З життя
Дом стал чужим: сын привёл новую семью

Сын привёл женщину с ребёнком, а я теперь чужая в собственном доме
— Мам, сегодня приведу свою девушку. Хочу, чтобы ты её знала. Долго мечтал, но получалось только сейчас. Её дочка у бабушки, так что день подходящий, — этими словами ошарашил Александр свою мать, Людмилу, в их уютной квартире в Екатеринбурге.
Людмила застыла, сердце сжалось от предчувствия. Саше всего двадцать два, а он уже с женщиной, у которой ребёнок? Она ничего не слышала о его отношениях, и новость ударила, как обухом по голове.
Людмила овдовела семь лет назад. Её муж, Дмитрий, ушёл внезапно — в сорок пять лет оторвался тромб. Он был крепким, полным жизни, их брак казался нерушимым. Они познакомились ещё в школе: в пятом классе он дергал её за косички, в девятом — носил сумку из музыкалки, а в одиннадцатом признался в любви. В восемнадцать сыграли свадьбу, не мысля себя порознь.
Жили душа в душу. Вместе учились, работали, обустраивали быт. Когда Саше исполнилось двенадцать, мечтали о втором ребёнке, но судьба распорядилась иначе. Смерть Димы перевернула мир. Александр, тогда подросток, замкнулся. Людмила, стиснув зубы, собралась ради сына. Работала, растила его одна, и казалось, справилась — Саша поступил в университет. Она уже выдохнула, но, как оказалось, рано.
— Мам, знакомься, это Алина. Моя девушка, — объявил Александр, распахивая дверь.
Рядом с ним стояла статная блондинка в элегантном платье и на шпильках. Улыбнулась вежливо, но Людмиле ответить не удалось. Алине было под сорок — на добрых пятнадцать лет старше сына. В груди всё сжалось, но она кивнула и пригласила к столу.
За чаем Алина рассказала о себе. Ей тридцать восемь, снимает комнату в районе ВИЗа, приехала из Перми. Дочке, Насте, шесть, ходит в садик.
— Вы, наверное, в шоке, — начала Алина, изучающе глядя на Людмилу. — Я старше Саши. Но возраст — просто число. Когда есть чувства, разница не важна. Мы с Сашей нашли друг друга. Вы ведь, как женщина, меня поймёте? — её улыбка была сладкой, но во взгляде читался вызов.
Людмила промолчала, сомнения глодали её изнутри. После ухода Алины Александр остался на кухне:
— Мам, ты для меня главный человек. Прошу, попробуй принять. Да, Алина старше, но у нас серьёзно. И Настёна — золото, ты сама увидишь. Мам, пусть поживут у нас? У Алины нет своего угла, а у нас трёшка. Если против, я пойму.
Людмила смотрела на сына, и сердце ныло. Хотелось предостеречь, но в его глазах светилась такая надежда, что отказать она не смогла.
— Пусть переезжают, — выдохнула она. — Лишь бы ты был счастлив.
— Спасибо, мам! Завтра заберу их вещи! Я знал, что ты самая добрая! — Саша обнял её и помчался звонить Алине.
Оставшись одна, Людмила набрала подругу Ирину. Та выслушала молча, затем отрезала:
— Люда, пахнет жареным. Любовь любовью, но подумай: у неё ребёнок без отца, жилья нет, а твой сын — пацан с трёшкой в центре. Удобно, да? Разница — как между нами. Может, она просто ищет тёплое местечко?

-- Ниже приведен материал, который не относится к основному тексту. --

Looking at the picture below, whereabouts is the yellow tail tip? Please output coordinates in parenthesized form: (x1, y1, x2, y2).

Не наломай дров, а то потеряешь сына.
Людмила задумалась. Решила не лезть, но наблюдать. На следующий день Алина с Настей переехали. Девочка оказалась ласковой: сначала стеснялась, но к вечеру уже показывала Людмиле свои раскраски. Та невольно улыбалась, но тревога не уходила.

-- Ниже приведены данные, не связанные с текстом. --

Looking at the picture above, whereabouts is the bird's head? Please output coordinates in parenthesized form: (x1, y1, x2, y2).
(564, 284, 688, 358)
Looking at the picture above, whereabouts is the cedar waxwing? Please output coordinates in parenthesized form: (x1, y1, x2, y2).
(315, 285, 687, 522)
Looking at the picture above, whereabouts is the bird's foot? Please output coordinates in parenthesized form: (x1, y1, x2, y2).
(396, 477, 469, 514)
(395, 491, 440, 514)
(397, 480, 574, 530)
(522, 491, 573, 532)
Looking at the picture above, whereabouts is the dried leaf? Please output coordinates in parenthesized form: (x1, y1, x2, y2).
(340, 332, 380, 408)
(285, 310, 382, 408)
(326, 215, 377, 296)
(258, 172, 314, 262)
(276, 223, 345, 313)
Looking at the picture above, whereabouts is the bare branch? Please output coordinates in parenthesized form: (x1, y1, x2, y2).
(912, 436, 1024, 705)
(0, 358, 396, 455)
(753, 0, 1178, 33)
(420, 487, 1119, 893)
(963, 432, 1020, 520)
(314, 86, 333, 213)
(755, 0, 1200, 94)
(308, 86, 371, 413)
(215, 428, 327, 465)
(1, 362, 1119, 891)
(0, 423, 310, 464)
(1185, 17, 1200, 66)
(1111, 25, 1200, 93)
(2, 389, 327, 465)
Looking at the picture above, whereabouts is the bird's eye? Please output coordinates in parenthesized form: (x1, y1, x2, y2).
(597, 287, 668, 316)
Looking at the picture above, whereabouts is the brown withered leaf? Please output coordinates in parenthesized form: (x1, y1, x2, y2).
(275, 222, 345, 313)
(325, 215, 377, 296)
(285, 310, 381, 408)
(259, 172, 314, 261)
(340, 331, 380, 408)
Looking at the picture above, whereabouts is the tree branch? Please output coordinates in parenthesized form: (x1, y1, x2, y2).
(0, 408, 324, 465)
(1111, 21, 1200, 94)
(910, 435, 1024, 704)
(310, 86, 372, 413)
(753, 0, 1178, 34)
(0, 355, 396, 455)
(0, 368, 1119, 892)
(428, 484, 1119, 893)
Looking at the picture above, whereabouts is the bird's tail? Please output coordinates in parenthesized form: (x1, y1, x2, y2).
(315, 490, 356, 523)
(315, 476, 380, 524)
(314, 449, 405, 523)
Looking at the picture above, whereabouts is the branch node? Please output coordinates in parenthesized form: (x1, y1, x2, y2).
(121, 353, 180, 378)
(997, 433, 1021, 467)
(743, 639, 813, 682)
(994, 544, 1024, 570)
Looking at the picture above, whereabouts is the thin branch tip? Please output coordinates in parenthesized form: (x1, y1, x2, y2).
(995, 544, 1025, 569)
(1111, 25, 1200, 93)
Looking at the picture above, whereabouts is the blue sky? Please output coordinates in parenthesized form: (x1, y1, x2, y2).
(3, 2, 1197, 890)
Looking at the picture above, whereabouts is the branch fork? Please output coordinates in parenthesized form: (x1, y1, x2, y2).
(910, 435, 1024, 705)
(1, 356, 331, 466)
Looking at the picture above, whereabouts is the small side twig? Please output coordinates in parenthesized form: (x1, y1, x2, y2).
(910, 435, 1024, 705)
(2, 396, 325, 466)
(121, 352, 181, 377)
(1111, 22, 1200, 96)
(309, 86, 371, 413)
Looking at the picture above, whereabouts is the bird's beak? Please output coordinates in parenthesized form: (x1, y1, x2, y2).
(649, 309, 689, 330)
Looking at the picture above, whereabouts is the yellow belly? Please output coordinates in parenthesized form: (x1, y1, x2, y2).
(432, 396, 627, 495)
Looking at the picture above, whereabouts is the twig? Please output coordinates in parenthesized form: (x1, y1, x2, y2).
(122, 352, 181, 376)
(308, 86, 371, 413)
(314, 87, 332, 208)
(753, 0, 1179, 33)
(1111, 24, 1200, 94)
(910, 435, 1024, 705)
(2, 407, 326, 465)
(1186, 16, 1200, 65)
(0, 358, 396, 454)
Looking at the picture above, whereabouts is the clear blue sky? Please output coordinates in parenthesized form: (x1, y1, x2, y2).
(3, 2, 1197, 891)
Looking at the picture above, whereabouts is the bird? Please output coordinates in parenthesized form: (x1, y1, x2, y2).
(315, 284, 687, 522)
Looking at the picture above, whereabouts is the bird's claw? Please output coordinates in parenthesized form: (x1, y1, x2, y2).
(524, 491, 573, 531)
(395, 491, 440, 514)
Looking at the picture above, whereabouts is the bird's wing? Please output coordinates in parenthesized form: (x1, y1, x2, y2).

Позже, уложив Настю, взрослые пили чай. Людмила видела, как Саша нежно обнимает Алину, и в сердце кольнуло. Во взгляде женщины читалось: «Твой сын теперь мой, и ты здесь лишняя». Людмила отгоняла эти мысли, но они лезли обратно, как назойливые мухи.
Ночью ей приснился Дима. Таким, каким был в молодости — в рубашке с расстёгнутым воротом, смеющийся. Протянул ей ветку сирени. Она потянулась, но он растаял. Проснулась в слезах, на часах — половина четвёртого. Руки ещё тянулись к пустоте, ловя призрак.
И тут её осенило. Нельзя вмешиваться. Саша взрослый, пусть сам решает. Ошибётся — сам разберётся. Людмила вытерла слёзы и легла, шепча: «Всё наладится». Но где-то глубоко таился страх, что этот выбор отнимет у неё последнее — сына.